Conversation Summary Memory
ConversationSummaryMemory is a type of memory in LangChain that creates a summary of the conversation over time. This can be useful for condensing long conversations into succinct summaries, rather than including the full verbose message history in the prompt.
How it Works
Under the hood, ConversationSummaryMemory utilizes an LLM to generate summaries. As new messages are added to the conversation, the LLM will generate a new summary incorporating the new information. This summary is then stored in memory and can be injected into prompts.
For example:
from langchain.memory import ConversationSummaryMemory
from langchain.llms import OpenAI
memory = ConversationSummaryMemory(llm=OpenAI())
memory.add_user_message("Hello!")
memory.add_ai_message("Hi there!")
print(memory.get_summary())
> "The human greeted the AI, and the AI responded in a friendly manner."
When to Use It
ConversationSummaryMemory is most useful for long, multi-turn conversations where keeping the full verbose message history would take up too many tokens. The summarization allows condensing these long conversations into succinct summaries that still capture the core semantic information.
It is less useful for short conversations, where the full message history may fit within token limits.
Examples
Long Conversation Example
Here is an example of using ConversationSummaryMemory on a longer conversation:
memory = ConversationSummaryMemory(llm=OpenAI())
memory.add_user_message("Hello! How are you doing today?")
memory.add_ai_message("I'm doing great, thanks for asking!")
memory.add_user_message("That's good to hear. What have you been up to lately?")

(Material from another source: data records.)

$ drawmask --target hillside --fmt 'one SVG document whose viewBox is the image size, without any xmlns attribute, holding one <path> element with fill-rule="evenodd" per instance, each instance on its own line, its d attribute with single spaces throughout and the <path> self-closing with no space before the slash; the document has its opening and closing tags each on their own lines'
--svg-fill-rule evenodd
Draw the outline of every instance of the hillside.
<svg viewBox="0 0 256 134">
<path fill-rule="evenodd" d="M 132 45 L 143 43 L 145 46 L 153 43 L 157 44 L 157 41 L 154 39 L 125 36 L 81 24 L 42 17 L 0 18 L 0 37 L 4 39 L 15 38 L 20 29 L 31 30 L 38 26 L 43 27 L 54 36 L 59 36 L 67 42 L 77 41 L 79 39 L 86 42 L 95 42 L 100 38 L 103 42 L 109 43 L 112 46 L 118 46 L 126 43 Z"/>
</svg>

memory.add_ai_message("I've been having some interesting conversations and learning new things. How about you?")
memory.add_user_message("I've been pretty busy with work and family. But it's good to take a break and chat.")
memory.add_ai_message("I agree, it's important to take breaks. I'm always here if you need someone to chat with!")

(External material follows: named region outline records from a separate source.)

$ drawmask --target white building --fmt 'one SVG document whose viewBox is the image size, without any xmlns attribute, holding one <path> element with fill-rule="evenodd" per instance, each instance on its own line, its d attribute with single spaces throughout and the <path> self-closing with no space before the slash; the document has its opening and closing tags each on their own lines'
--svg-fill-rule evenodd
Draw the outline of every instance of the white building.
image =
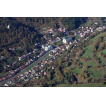
<svg viewBox="0 0 106 106">
<path fill-rule="evenodd" d="M 63 43 L 68 43 L 70 41 L 72 41 L 72 38 L 70 36 L 66 38 L 63 37 Z"/>
</svg>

print(memory.get_summary())
> "The human greeted the AI and asked how it was doing. The AI responded positively. The human asked what the AI had been up to, and the AI discussed some of its recent conversations and learning. The human talked about being busy with work and family. The AI agreed on the importance of taking breaks."
This demonstrates how ConversationSummaryMemory can condense a longer conversation into a concise summary.
Short Conversation Example
For a short conversation, the full message history may be short enough to include directly:
memory = ConversationSummaryMemory(llm=OpenAI())
memory.add_user_message("Hello!")
memory.add_ai_message("Hi there!")
print(memory.get_messages())
> ["Hello!", "Hi there!"]
So for short conversations, it may not provide much benefit over just using the full message history.
Tuning
There are a few hyperparameters that can be tuned on the summarization model:
- Temperature: Lower temperature (e.g. 0.3) leads to more deterministic summaries focused on key details. Higher temperature (e.g. 1) leads to more diverse summaries.
- Top-k/Top-p: Lower top-k/top-p values like 10/0.3 will produce more focused summaries with fewer extraneous details.
Some good starting values to try:
- Long conversations: temperature=0.3, top-k=10, top-p=0.3
- Short conversations: temperature=1, top-k=100, top-p=1
Memory Size Limitations
Since ConversationSummaryMemory utilizes an LLM to generate summaries, it is subject to token limitations. The maximum length of the summary it can produce is determined by the maximum token length supported by the underlying LLM.
To avoid errors from exceeding token limits, you may need to periodically reset the memory after a certain number of turns. For example:
memory = ConversationSummaryMemory(llm=OpenAI(), max_turns=10)
for turn in range(100):
if turn % 10 == 0:
memory.reset()
# Add user/ai messages
# Generate summary
This resets the memory every 10 turns to avoid the summaries becoming too long.
The optimal reset frequency depends on the length of your typical conversations versus the maximum token length.
Initializing from Existing Messages
If you already have a conversation history outside of ConversationSummaryMemory, you can initialize it directly from a list of messages:
from langchain.memory import ConversationSummaryMemory, ChatMessageHistory
history = ChatMessageHistory()
history.add_user_message("Hello!")
history.add_ai_message("Hi there!")
memory = ConversationSummaryMemory.from_messages(
chat_memory=history
)
Usage in Chains
ConversationSummaryMemory can be seamlessly integrated into chains. For example:
from langchain.chains import ConversationChain
from langchain.memory import ConversationSummaryMemory
chain = ConversationChain(
memory=ConversationSummaryMemory()
)
The summary will automatically be included in the prompt for each prediction.
Summary
In summary, ConversationSummaryMemory is useful for condensing long conversations into succinct summaries that capture the core information. It works by utilizing an LLM to generate summaries, and can be easily incorporated into LangChain chains. Proper tuning of hyperparameters can help optimize performance, and resetting the memory periodically can avoid exceeding token limitations.